Derrière la première attaque revendiquée par l'organisation État islamique (EI) au Pakistan, le mois dernier à Karachi, pointe l'ombre du LeJ, un groupe armé antichiite local dont les autorités craignent qu'il ne soit la tête de pont de l'expansion du « califat » jihadiste dans le pays.
Le 13 mai à Karachi, la mégalopole du Sud pakistanais, plusieurs hommes armés ont pris d'assaut un bus peuplé d'ismaéliens, membres de la minorité chiite, et exécuté 45 d'entre eux. L'opération a été officiellement revendiquée par l'EI, une première pour une attaque au Pakistan, à des milliers de kilomètres de la base du « califat » en Irak et en Syrie. Le gouvernement pakistanais, déjà confronté depuis plus de dix ans chez lui à d'autres groupes armés islamistes, les talibans et el-Qaëda, a toujours nié toute présence de l'EI sur son territoire.
À Karachi, des enquêteurs estiment que l'attaque du bus a été échafaudée et menée par le Lashkar-e-Jhangvi (LeJ). Ce mouvement extrémiste sunnite est connu comme le principal groupe armé « tueur de chiites » du Pakistan, auteur des attentats les plus sanglants perpétrés contre cette minorité (qui représente environ 20 % de la population en majorité sunnite) ces dernières années.

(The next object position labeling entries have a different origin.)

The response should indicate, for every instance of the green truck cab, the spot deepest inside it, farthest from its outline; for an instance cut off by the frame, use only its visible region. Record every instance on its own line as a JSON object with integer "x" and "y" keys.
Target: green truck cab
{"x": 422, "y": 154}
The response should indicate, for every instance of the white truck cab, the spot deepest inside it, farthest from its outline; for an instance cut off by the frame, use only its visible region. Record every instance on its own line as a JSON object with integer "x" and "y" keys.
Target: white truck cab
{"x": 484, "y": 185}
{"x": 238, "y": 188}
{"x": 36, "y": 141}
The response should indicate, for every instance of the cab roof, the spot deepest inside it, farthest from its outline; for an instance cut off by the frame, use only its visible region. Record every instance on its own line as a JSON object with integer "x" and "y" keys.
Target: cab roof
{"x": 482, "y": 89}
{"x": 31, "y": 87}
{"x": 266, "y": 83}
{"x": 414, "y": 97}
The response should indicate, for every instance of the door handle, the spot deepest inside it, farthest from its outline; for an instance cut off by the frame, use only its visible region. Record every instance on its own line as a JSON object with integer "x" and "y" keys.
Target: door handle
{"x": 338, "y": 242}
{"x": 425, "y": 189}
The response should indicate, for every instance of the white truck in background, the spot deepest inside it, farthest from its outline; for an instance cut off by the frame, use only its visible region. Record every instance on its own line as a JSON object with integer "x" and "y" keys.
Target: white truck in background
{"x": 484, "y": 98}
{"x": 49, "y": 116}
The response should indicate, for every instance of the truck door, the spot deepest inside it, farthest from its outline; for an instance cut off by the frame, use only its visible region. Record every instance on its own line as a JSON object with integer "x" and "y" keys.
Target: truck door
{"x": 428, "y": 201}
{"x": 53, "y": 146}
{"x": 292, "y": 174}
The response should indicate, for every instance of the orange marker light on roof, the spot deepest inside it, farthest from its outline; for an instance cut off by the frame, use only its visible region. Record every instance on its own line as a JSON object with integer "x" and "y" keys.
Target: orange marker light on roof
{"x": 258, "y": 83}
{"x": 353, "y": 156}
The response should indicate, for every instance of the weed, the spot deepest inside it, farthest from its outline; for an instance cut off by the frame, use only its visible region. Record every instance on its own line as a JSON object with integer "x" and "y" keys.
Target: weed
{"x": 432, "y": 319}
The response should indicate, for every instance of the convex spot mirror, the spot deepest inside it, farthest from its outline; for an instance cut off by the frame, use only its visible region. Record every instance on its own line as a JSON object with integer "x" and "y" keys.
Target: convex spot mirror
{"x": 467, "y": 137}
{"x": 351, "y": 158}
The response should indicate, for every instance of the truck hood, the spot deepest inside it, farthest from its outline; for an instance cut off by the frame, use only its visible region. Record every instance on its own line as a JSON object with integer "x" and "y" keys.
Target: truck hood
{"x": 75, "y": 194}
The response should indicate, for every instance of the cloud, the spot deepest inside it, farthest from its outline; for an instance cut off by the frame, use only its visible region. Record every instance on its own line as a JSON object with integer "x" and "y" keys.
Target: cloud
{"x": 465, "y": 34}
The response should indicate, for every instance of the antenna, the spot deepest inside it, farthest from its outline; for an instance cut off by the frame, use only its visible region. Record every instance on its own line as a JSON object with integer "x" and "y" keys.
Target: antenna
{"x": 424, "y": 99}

« L'un des suspects (de l'attaque du bus) arrêté a des liens avec le LeJ », déclare à l'AFP l'un des enquêteurs sous couvert d'anonymat. Selon plusieurs enquêteurs, le LeJ a perpétré cette attaque très médiatisée « pour attirer l'attention de l'EI et son soutien financier ».
Jihadistes de retour
Selon un cadre des services de renseignements qui suit depuis plusieurs années le LeJ, celui-ci, né dans le sud du Pendjab, la province la plus riche et la plus peuplée du pays, a envoyé ces dernières années plusieurs centaines de combattants, « la plupart issus de la classe moyenne et éduqués », en Syrie et en Irak. Selon plusieurs sources au sein des services de sécurité comme de la nébuleuse islamiste, une partie est ensuite revenue au Pakistan très inspirée par l'EI et a commencé à travailler avec d'autres jeunes locaux, eux aussi issus de la classe moyenne éduquée, pour tenter de faire flotter le drapeau noir du « califat » au Pakistan. Selon un ancien membre du LeJ, c'est l'EI et le Moyen-Orient, et non plus les talibans et el-Qaëda, qui attirent le plus aujourd'hui les jeunes rebelles pakistanais prêts à en découdre. « Contrairement à ce qui se passait avant, ce sont les informations en provenance de Syrie, d'Irak et du Yémen qui sont les plus partagées et débattues sur les forums jihadistes en ligne du Pakistan », souligne-t-il.